In March 2023, Circle Internet Group, the company behind USDC, tried to withdraw over $3 billion when Silicon Valley Bank collapsed. However, the transfer was not settled before the FDIC took over, and to make matters worse, USDC dropped below $1 on several exchanges, losing its dollar peg.
In public documents, Circle confirmed that the dislocation ended only after regulators guaranteed all deposits at Silicon Valley Bank.
Circle also stated in its documents that it has changed its reserve management to keep a "substantial majority" of cash in globally systemically important banks, including Bank of America, JP Morgan, Citigroup, and Wells Fargo.
These giant banks are built for liquidity and are already required to hold sufficient high-quality assets to withstand large fluctuations, giving them an advantage when stablecoin issuers move billions of dollars.
However, smaller banks are not built this way. If ordinary savers start using stablecoins for daily expenses and short-term savings, smaller banks will be the first to be hit. Their greatest strength, government-insured retail deposits, will be eroded. Their main advantage becomes a weakness.

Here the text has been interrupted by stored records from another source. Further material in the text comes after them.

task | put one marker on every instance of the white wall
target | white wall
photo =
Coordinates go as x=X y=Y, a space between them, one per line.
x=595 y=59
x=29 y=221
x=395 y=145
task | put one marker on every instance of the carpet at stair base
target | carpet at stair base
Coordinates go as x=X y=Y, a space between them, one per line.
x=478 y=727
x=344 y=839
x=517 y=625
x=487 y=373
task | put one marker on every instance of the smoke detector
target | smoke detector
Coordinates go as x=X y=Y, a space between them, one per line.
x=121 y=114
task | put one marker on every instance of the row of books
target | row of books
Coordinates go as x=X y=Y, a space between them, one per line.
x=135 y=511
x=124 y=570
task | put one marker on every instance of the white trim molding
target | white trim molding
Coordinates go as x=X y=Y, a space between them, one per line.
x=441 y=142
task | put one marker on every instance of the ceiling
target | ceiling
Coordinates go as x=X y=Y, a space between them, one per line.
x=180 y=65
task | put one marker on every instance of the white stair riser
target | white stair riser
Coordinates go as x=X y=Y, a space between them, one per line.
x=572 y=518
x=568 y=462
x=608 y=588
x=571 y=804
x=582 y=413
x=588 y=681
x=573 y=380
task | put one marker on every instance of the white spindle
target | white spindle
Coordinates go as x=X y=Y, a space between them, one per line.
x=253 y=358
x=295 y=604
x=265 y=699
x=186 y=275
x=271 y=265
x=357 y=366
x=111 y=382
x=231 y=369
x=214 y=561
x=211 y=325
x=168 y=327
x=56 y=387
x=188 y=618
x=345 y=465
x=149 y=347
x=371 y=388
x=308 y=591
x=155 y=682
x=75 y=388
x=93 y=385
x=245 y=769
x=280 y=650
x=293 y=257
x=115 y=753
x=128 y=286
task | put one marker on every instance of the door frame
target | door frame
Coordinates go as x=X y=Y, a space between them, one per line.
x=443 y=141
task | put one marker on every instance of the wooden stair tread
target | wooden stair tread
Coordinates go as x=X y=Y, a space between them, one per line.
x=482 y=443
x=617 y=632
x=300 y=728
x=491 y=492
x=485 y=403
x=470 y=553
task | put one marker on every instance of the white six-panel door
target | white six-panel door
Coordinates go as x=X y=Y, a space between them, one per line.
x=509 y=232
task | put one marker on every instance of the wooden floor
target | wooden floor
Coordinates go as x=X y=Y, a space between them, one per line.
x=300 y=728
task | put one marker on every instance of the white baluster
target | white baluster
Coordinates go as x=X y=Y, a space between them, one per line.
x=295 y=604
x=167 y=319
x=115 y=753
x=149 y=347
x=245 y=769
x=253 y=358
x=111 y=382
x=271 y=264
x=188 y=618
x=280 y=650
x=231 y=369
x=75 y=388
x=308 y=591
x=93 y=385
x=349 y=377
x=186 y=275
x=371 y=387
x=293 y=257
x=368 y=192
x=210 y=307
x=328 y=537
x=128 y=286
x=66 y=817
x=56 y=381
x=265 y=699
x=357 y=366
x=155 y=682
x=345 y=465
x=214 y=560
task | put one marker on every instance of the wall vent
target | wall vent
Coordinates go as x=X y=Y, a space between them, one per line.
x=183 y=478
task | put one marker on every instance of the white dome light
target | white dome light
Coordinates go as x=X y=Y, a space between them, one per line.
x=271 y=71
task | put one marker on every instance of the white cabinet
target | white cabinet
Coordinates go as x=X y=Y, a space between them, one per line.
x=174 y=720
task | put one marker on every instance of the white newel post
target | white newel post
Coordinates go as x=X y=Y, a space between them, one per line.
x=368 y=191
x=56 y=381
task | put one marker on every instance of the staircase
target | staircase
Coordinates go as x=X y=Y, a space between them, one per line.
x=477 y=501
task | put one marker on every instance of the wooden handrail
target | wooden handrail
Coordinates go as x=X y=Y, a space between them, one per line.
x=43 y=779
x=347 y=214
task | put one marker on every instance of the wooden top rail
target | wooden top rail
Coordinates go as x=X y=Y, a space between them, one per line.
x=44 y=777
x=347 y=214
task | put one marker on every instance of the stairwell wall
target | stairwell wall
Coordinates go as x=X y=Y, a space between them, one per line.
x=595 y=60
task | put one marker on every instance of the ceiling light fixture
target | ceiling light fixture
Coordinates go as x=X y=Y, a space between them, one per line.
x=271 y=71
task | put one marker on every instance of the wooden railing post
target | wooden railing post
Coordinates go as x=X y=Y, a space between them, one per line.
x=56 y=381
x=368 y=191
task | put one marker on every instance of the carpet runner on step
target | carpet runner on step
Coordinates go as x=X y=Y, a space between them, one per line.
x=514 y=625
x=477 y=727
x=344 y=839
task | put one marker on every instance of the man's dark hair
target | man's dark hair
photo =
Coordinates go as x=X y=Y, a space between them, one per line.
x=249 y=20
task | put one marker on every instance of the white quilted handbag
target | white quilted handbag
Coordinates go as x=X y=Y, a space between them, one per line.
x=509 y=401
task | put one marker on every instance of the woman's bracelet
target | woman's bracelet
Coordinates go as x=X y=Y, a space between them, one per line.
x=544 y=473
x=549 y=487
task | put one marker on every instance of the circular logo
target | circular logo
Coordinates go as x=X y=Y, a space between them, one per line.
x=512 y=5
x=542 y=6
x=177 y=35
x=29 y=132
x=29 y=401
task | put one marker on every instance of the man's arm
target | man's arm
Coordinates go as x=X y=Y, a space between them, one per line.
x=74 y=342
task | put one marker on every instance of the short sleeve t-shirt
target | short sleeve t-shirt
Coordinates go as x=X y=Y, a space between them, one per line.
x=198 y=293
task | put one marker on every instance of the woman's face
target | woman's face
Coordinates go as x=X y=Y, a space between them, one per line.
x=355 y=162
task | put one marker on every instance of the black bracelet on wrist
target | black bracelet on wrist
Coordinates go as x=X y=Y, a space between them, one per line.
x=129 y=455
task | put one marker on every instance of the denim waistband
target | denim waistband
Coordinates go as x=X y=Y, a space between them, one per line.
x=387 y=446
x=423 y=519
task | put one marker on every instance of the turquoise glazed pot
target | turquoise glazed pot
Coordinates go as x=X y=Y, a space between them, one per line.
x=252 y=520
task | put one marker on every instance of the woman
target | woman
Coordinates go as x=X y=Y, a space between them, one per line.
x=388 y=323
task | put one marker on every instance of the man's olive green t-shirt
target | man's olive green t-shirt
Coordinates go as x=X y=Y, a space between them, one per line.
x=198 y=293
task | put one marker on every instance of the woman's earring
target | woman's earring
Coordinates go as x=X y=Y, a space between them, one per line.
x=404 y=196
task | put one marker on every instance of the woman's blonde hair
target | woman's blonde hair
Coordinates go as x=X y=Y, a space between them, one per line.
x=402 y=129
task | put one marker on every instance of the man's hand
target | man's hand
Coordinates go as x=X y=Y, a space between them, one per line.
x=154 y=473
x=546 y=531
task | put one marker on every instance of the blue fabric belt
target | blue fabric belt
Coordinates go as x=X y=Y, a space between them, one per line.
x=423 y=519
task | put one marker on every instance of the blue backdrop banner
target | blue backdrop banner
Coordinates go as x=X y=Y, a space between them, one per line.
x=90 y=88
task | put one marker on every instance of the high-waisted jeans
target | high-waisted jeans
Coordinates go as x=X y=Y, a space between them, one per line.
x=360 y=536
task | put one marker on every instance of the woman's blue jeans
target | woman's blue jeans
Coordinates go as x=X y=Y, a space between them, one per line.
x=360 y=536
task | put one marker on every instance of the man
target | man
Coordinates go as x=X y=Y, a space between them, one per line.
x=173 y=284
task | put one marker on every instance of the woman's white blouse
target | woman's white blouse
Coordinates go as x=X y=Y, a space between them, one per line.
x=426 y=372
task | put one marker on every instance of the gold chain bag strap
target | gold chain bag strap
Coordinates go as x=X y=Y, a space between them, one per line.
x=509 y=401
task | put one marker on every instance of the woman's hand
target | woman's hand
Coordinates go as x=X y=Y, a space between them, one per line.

And there's more. Some large banks are now discussing the possibility of issuing their own stablecoins. The Wall Street Journal reported that major U.S. banks are in initial discussions to jointly launch a stablecoin. This will take more power from smaller institutions.
If the same banks already dominating global finance begin to issue their own cryptocurrency-based dollars, they will not just be hosting reserves but controlling the entire pipeline.
Meanwhile, the ecosystem around stablecoins is growing. People are beginning to earn income just by holding these tokens. And now there is a tokenized government bond market where people can earn returns on government debt without touching banks. This puts even more pressure on banks to raise interest rates, which erodes their profits.